Citation : 2024 Latest Caselaw 2634 Cal/2
Judgement Date : 20 August, 2024

Calcutta High Court

M/S. Siemens Healthcare Private ... vs Sun Hospital And Ors on 20 August, 2024

Author: Sabyasachi Bhattacharyya

Bench: Sabyasachi Bhattacharyya

OCD 1&2
                                ORDER SHEET

                    IN THE HIGH COURT AT CALCUTTA
                  ORDINARY ORIGINAL CIVIL JURISDICTION
                         COMMERCIAL DIVISION

                           IA NO. GA/1/2024
                            In AP/868/2023
               M/S. SIEMENS HEALTHCARE PRIVATE LIMITED
                                   VS
                        SUN HOSPITAL AND ORS.

                           AP-COM/729/2024
                      SUN HOSPITAL PRIVATE LIMITED
                                   VS
                M/S SIEMENS HEALTHCARE PRIVATE LIMITED


  BEFORE:
  The Hon'ble JUSTICE SABYASACHI BHATTACHARYYA
  Date: 20th August, 2024.



                                                                       Appearance:
                                                       Mr. Krishnaraj Thaker, Adv.
                                                      Mr. Tanish Ghaneriwala, Adv.
                                                       Mr. Ramendu Agarwal, Adv.
                                                            Ms. Rishika Goyal, Adv.
                                                                 ...for the petitioner

                                                     Mr. Prabal Mukherjee, Sr. Adv.
                                                         Ms. Madhushri Dutta, Adv.
                                                               ...for the respondent

In Re: IA NO. GA/1/2024

The Court: the present application has been filed for recall of an order

dated January 17, 2024 passed by a co-ordinate Bench of this Court in

connection with AP/868/2023 under Section 11 of the Arbitration and

Conciliation Act, 1996 (hereinafter referred to as "the 1996 Act"), appointing an

Arbitrator.

Learned counsel for the petitioner argues that the application under

Section 11(5) was filed in the Ordinary Original Civil Jurisdiction of this Court

and not in the Commercial Division. As such, the court inherently lacked

subject-matter jurisdiction to entertain and decide the said application in the

Ordinary Original Civil Side of this Court. Accordingly, the said order ought to be

recalled.

In support of his submission, learned counsel appearing for the petitioner

places reliance on Section 15 of the Commercial Courts Act, 2015 (for short, "the

2015 Act"), which provides that all suits and applications, including applications

under the 1996 Act, relating to a commercial dispute of specified value pending

in a High Court where a Commercial Division has been constituted, shall be

transferred to the Commercial Division.

In conjunction with the said provision, learned counsel relies on Laxmi

Polyfab Pvt. Ltd Vs. Eden Realty Ventures Pvt. Ltd. and another, reported at AIR

2021 Cal 190 where a co-ordinate Bench of this Court observed that Section 15

of the 2015 Act has to be read along with Sections 6 and 7 of the said Act. A suit

which has been filed subsequent to the Notification of the specified value in the

Ordinary Original Civil Jurisdiction of this Court cannot be transferred to the

Commercial Division by virtue of Section 15(1) of the Act of 2015. It was held

that a suit filed subsequent to the Notification cannot be said to be a "pending"

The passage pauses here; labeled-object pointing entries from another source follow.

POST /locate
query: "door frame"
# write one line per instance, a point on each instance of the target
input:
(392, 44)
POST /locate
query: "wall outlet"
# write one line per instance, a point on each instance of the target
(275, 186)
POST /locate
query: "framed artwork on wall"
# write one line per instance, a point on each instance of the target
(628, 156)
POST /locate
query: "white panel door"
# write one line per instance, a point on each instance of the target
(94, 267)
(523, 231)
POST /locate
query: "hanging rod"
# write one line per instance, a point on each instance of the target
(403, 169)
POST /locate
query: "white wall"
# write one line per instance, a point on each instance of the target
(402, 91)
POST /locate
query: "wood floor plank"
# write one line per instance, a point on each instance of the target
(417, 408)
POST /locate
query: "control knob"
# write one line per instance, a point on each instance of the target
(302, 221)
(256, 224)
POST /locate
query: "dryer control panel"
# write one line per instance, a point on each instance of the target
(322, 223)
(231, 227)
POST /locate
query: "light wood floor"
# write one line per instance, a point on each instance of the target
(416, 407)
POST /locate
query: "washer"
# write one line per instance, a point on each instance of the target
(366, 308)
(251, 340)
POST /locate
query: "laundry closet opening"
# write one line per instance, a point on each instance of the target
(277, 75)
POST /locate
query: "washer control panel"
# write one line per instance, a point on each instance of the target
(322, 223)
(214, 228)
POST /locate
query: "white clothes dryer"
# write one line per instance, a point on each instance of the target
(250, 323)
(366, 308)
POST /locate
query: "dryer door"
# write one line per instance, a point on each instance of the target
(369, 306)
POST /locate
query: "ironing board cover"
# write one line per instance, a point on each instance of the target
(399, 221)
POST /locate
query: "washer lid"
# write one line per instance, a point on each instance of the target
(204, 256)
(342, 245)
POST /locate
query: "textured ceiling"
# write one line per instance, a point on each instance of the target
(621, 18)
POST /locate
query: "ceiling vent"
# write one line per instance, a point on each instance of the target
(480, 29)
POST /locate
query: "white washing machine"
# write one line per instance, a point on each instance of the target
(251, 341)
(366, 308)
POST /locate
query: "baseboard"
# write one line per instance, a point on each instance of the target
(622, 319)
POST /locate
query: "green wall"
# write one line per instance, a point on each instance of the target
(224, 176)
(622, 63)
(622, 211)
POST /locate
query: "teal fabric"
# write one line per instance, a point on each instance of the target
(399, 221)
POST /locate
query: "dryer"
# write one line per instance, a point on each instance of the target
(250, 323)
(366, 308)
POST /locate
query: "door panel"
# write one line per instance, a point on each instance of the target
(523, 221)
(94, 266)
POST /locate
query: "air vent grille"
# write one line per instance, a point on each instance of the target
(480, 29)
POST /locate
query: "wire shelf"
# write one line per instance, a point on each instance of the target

suit within the meaning of Section 15(1) of the 2015 Act. The moment a suit is

not "pending" in terms of Section 15(1), the same cannot be transferred to the

Commercial Division by virtue of Section 15(1). It was observed that despite the

absence of power under Section 15(1), the court has powers under Order VII Rule

10 of the Code of Civil Procedure, 1908 to deal with the same. Power under

Order VII Rule 10 of the Code stands regulated by Section 15(1) so far as pending

suits relating to a commercial dispute of the specified value in the Ordinary

Original Civil Jurisdiction of this Court. Once the suit has been filed beyond the

date of the Notification of the specified value, it was held that Order VII Rule 10

of the Code governs the field.

It is submitted that on the date on which the application was filed under

Section 11(5) of the 1996 Act, the Notification had already come into effect. As

such, the court, sitting in Ordinary Original Civil Jurisdiction, inherently lacked

the power of deciding the matter.

Also, the application itself had been filed in the Ordinary Original Civil

Jurisdiction and not the Commercial Division, thus, making it liable to be

rejected at the outset.

Learned counsel places reliance on the Commercial Courts Practice

Directions, 2021 (in short, "the Practice Directions") of this Court in that regard.

Clause 4 of the same provides that every suit, appeal or other proceeding pending

before any Civil Court or the High Court immediately before the date of issuance

of the appropriate Notification in terms Section 3(1A) of the 2015 Act shall be

transferred by the Registry to the Commercial Division of this Court. Sub-clause

(2) provides that the above provision for transfer shall not be applicable to the

suits, appeals or other proceedings, instituted before any Civil Court as per the

Bengal, Agra and Assam Civil Courts Act, 1887 or in the High Court in its

Ordinary Original Civil Jurisdiction after the date of issuance of the appropriate

Notification of the pecuniary value in terms of Section 3(1A) of the 2015 Act.

Clause 9(1) of the Practice Directions provides that the High Court or the

District Court, as the case may be, shall not, subsequent to the date of issuance

of the appropriate Notification in terms of Section 3(1A), receive, try or determine

any suit involving a commercial dispute of and above the specified value if the

same is filed in its Ordinary Original Civil Jurisdiction.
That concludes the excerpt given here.